Earlier this week, a report from the USA Today said BCS officials and conference commissioners had decided to group their postseason options into four main categories, although the number of options branching from those categories ran much larger.
But as it turned out, almost all the options were somewhere between the status quo and downright awful. To make matters more confusing — as if three semifinal games to determine one championship game was sensible — a representative from one side of the dreaded Pac-12 option (i.e. option 2) didn’t even know it was an option.
“We as a group never discussed that,” Oregon State president and Pac-12 CEO group chairman Ed Ray said to the Wall Street Journal. “This is the first time I’m hearing it. But that doesn’t mean that people weren’t in conversations where all these things came up and somebody suggested it.”
I still think Jim Delany bypassed the BCS computer mainframe one night and added it in. Whether in jest or not, I’m unsure. It was probably one of those things that you joke about, but secretly gauge everyone’s reaction just in case they’re on board.
But regardless of how the three semifinal option got to be its own choice worthy of consideration, it’s on the table. In theory, it could happen.
It’s still not real popular, though.
“This is not 1950, or 1960,” Georgia President Michael Adams said. “There are great schools in the [Atlantic Coast Conference] and the Southeastern Conference and the Big 12. I think it’s time to put everybody on an equal footing.
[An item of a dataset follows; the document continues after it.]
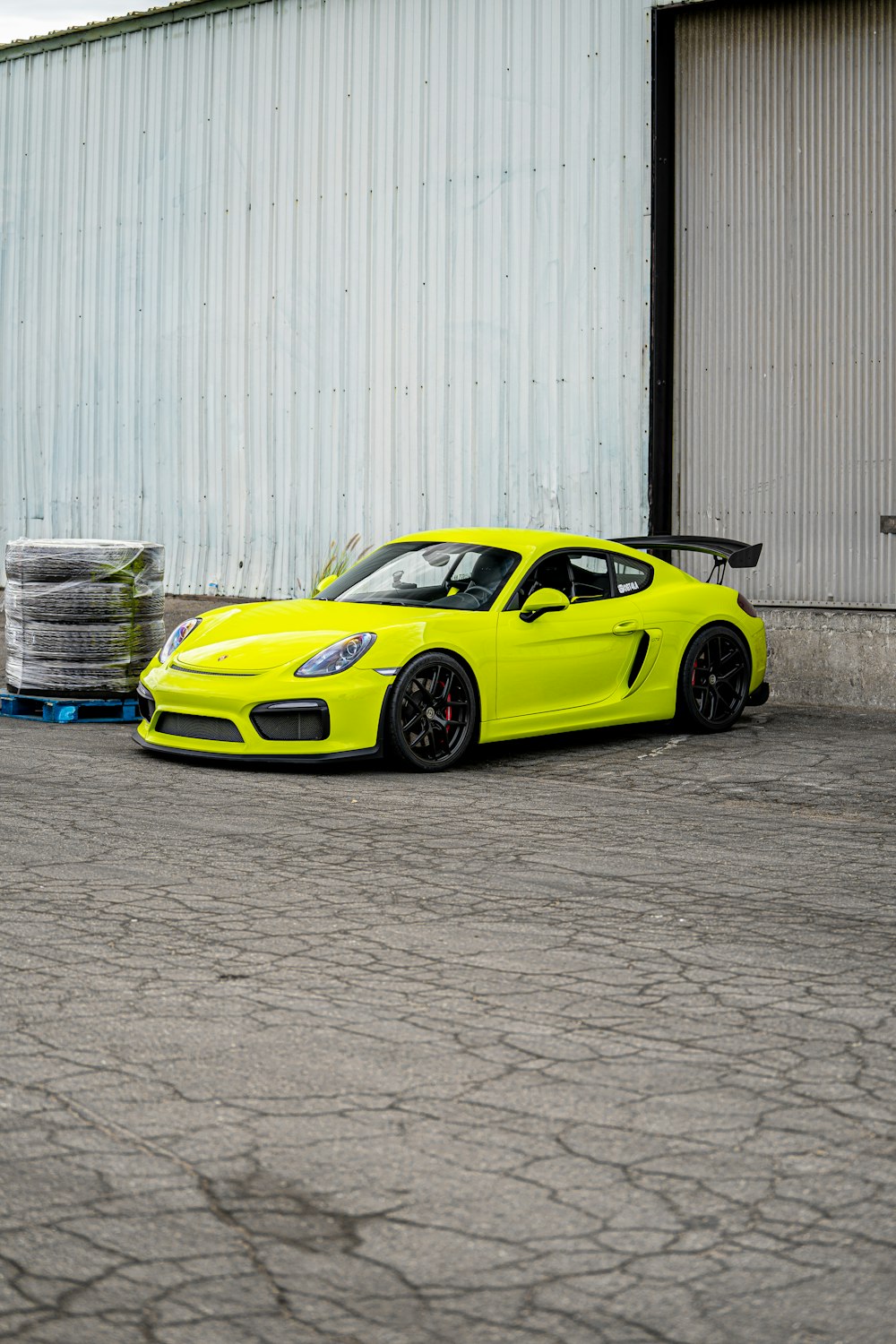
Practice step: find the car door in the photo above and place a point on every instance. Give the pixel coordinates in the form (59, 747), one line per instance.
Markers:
(567, 659)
I just reject the notion that the Big Ten and the Pac-12 ought to be treated differently in this process.
“If they can be accommodated without changing the entire process, then I think everyone is open to that,” Adams said. “I have great respect for the Big Ten and the Pac-12, and have two Big Ten degrees [from Ohio State]. But I don’t think that they have the right to dictate policy to all the rest of us.”
University of Nebraska chancellor Harvey Perlman said that wasn’t the intention of the idea, although he admitted he only spoke for himself and not the Big Ten.
The long and short of it is that, categorized options or not, this postseason discussion isn’t much less convoluted now than it was a few months ago when meetings began in Dallas.